In between lobbying for political support, riders are dodging booby traps placed on local trails.

Still, the community is forging ahead, with the opening of a new trail at Ourimbah Mountain Bike Park.

The grand opening of the undulating trail brought together the Central Coast Mountain Bike Club (CCMTB), the Federal Member for Dobell, Emma McBride, and Central Coast councillor Jillian Hogan.

Riders say the trail should act as a template for the sport into the future — built and managed by the community.

Club secretary Leif Arnebark said COVID-19 had seen shops selling out of bikes, and neighbouring regions were already reaping the economic benefits of the surge in popularity. 

“Mountain biking is in a huge growth phase, there’s an enormous take up within the general population of mountain biking,” Mr Arnebark said.


Sabotaging local trails

Despite growing popularity, not everyone is on board with mountain biking.

Police are investigating several apparent acts of sabotage on local trails.

In early August, a bed of nails was found on a track in the Bouddi National Park which punctured several riders’ tyres.

Further north in Wyee, a seven-year-old boy suffered a friction burn to his throat after riding his bike into a piece of string tied between two trees.

“It was just a small child going out for a Sunday morning ride,” the boy’s mother Katrina Robins said.

“He shouldn’t have to be worried about looking for strings across the track.”

Police are investigating both incidents and CCMTB wants more signage and formalisation of trails to deter similar acts.

“We also need councils to jump on board and provide formal access to bushland, so we can create sustainable trail networks,” Mr Arnebark said.

“So we don’t get these ridiculous and horrible incidents happening with trail sabotage and people getting hurt.”

Sport at political crossroads

How to accommodate mountain biking in the region is an issue that has divided Central Coast Council.

Some councillors are concerned about the environmental impacts associated with the sport, among them is Deputy Mayor Jane Smith.

“There’s a lot of illegal and unauthorised tracks, I think they’re undesirable, they have a negative impact,” she said.

But Leif Arnebark said the bush was an intrinsic part of the sport.

“You can’t remove mountain biking from environmental lands,” he said.

Removing mountain biking from the bush is like removing surfing from the beach, it just doesn’t work.”

The new “flow” trail at Ourimbah was built using a combination of state and federal grants, and community-sourced funding.

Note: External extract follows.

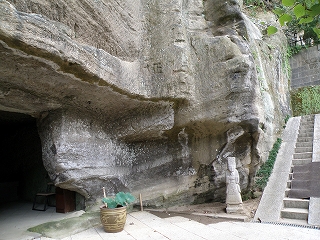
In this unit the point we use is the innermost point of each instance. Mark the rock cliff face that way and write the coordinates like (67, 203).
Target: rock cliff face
(144, 96)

Councillor Hogan said it showed mountain biking and environmental sustainability could co-exist.

“When you give community back the responsibility and the ownership for looking after the land and the environment, you’ll get much better results, and we’ve seen it,” she said.


The trail forward

A core frustration for the mountain bike community is a perception that some politicians don’t truly understand the sport.

A proposed working group to look into establishing a “dedicated mountain biking facility” outside local environmental lands was defeated at a recent council meeting.

Mr Arnebark said decision makers needed to allow the existing community to build and manage trails.

“What we’d love to see is something that connects all our various communities and suburbs together, utilising our green space and creating a network of very low impact, sustainable trails,” he said.

The release of an upcoming mountain bike feasibility study by Central Coast Council will be key in charting a path forward.